Gerhards stresses need for new power plants

  • 2008-02-27
  • Staff and wire reports

POWERLESS: The vast forests and marshlands of Kurzeme may soon be adorned with a coal-fired power plant. Smashing progress.

RIGA - Latvia's economy minister has reiterated the need to build new energy production capacities regardless of whether Lithuania will build a new nuclear power plant.
"Irrespective of progress on the Ignalina nuclear power plant project and energy link construction, Latvia has to develop new base electric power projects that may be substantiated both by energy supply security reasons and the imports-exports balance of the state," Economy Minister Kaspars Gerhards.
Specifically, the ministry is making plans for a 400-megawatt electric power plant run on hard-fuel (e.g., coal) for Kurzeme, in western Latvia, and another 400-megawatt gas-fueled electric for Riga. Details, however, have yet to be finalized.

"The type of electric power plants will be determined by the guarantees and sustainability of resource supplies, security of power availability, the energy price and the timeframe for implementation," the minister said.
Given a projected energy deficit expected after the 2009 closure of Lithuania's atomic power plant, Gerhards said work on the new plants must begin immediately.
A coal-fired plant in Kurzeme will be designed to account for a possible undersea power cable that would link Latvia and Sweden, a project that, though still on paper, would give the Baltic state a direct hook-up to the European Union electricity market, which is slated for liberalization in 2013.
Ugis Sarma, head of the Economy Minister's energy department, said that the link depends on whether Latvia will develop new output capacity.
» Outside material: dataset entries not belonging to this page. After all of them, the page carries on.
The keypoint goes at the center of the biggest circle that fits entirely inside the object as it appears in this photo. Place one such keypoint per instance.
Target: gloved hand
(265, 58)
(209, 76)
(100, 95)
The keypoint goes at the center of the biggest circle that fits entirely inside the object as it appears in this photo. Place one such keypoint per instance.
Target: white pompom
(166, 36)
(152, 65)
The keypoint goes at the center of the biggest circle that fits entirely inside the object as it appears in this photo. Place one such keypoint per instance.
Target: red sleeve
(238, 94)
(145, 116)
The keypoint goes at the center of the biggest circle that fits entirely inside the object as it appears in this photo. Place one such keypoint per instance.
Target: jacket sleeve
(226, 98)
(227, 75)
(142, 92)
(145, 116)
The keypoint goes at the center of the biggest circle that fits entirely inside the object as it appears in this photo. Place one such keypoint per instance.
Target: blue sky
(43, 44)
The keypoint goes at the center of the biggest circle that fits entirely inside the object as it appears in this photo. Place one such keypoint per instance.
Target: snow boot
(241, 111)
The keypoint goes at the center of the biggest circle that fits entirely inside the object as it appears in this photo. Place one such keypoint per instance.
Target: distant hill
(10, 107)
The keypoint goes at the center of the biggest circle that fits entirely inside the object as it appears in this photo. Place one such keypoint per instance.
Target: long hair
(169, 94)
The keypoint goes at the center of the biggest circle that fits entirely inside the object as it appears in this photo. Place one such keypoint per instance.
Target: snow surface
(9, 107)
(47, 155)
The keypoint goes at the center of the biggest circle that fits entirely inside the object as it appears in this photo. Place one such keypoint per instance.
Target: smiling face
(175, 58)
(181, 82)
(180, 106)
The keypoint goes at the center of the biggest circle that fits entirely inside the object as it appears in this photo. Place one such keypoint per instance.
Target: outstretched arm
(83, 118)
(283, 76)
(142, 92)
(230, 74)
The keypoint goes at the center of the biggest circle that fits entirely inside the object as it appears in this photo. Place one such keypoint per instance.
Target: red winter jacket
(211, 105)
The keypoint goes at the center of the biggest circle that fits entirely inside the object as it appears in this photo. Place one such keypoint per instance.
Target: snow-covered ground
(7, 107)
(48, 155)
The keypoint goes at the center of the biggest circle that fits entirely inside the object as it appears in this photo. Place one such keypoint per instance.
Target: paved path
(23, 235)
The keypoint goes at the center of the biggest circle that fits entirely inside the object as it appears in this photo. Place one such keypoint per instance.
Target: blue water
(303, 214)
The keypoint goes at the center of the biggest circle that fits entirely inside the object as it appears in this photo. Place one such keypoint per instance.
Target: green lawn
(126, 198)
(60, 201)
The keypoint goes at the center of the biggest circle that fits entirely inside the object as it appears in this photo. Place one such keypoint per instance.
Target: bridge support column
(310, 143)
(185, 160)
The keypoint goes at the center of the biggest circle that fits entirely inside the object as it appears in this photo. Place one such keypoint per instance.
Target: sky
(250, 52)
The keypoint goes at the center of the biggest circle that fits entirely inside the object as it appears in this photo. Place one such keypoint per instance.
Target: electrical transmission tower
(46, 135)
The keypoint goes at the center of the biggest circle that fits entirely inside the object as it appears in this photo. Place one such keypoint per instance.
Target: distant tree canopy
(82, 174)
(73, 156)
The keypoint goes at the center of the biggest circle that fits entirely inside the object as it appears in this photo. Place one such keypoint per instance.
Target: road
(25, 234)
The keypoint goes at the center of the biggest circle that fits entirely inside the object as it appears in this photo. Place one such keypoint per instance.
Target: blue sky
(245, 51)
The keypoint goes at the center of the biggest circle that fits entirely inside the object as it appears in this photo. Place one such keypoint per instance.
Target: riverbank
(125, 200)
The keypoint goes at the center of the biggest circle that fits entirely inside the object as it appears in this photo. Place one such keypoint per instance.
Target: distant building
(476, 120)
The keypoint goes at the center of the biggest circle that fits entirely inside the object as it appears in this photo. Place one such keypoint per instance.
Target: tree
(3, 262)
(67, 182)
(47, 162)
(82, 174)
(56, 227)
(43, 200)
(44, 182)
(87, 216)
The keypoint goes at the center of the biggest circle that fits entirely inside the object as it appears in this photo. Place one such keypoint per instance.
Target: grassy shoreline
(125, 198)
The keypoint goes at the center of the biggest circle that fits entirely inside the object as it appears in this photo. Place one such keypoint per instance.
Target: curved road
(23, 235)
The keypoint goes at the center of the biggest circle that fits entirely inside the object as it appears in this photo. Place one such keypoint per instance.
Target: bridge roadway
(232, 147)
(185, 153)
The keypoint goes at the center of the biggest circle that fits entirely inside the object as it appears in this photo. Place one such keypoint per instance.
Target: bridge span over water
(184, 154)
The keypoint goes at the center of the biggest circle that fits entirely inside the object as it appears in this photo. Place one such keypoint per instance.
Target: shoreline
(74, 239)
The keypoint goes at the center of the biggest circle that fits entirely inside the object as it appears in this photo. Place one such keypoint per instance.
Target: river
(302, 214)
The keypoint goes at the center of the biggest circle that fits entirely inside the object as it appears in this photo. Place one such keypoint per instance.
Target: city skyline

"Largely it depends on developments with the construction of new power plants in Latvia. This is the key, and not the funding for the project," Sarma was quoted by Energoforums, a publication by Latvenergo, as saying.
"If both [planned] power plants are in place, there will be a cable to Sweden too, since Sweden and the rest of Scandinavia are faced with severe shortages of power generation and would be interested in receiving electricity from Latvia," he said.
Sweden is the only country with which Latvia would build such a link, Sarma said, adding that negotiations are under way.

If the transmission operators of both countries find such a project feasible, they will offer to carry out an in-depth analysis, prepare applications and get political endorsement to receive funding, he said.
The Economy Ministry has pledged the necessary political support that would ensure 50 percent of the funding necessary for a feasibility study.
"The successful experience of the construction of the Estlink cable has shown that it is more expedient to develop such projects on a commercial basis. If companies have money and commercial interest, everything happens much faster," Sarma said.

The ministry has submitted a project report to various ministries and departments that will have to give their seal of approval. The report contains estimates on future power usage in Latvia, analysis of advantages and drawbacks of different types of electric power plants and possible solutions.
The report says that a natural-gas fueled plant could be up and running quickly but would be vulnerable to price and supplier instability. A coal-fired plant would offer stable prices but environmental concerns since it would consume carbon dioxide quotas.
Inga Sprinke, a PR advisor to the Economy Ministry, told the Baltic News Service that the ministry would draft amendments to the law on electricity needed to build the plants and then prepare tenders for actual construction.

Currently Latvia generates power at two thermal power plants in Riga and three hydropower plants on the Daugava River. During seasons of low output the country imports kilowatts from Estonia, Lithuania and Russia.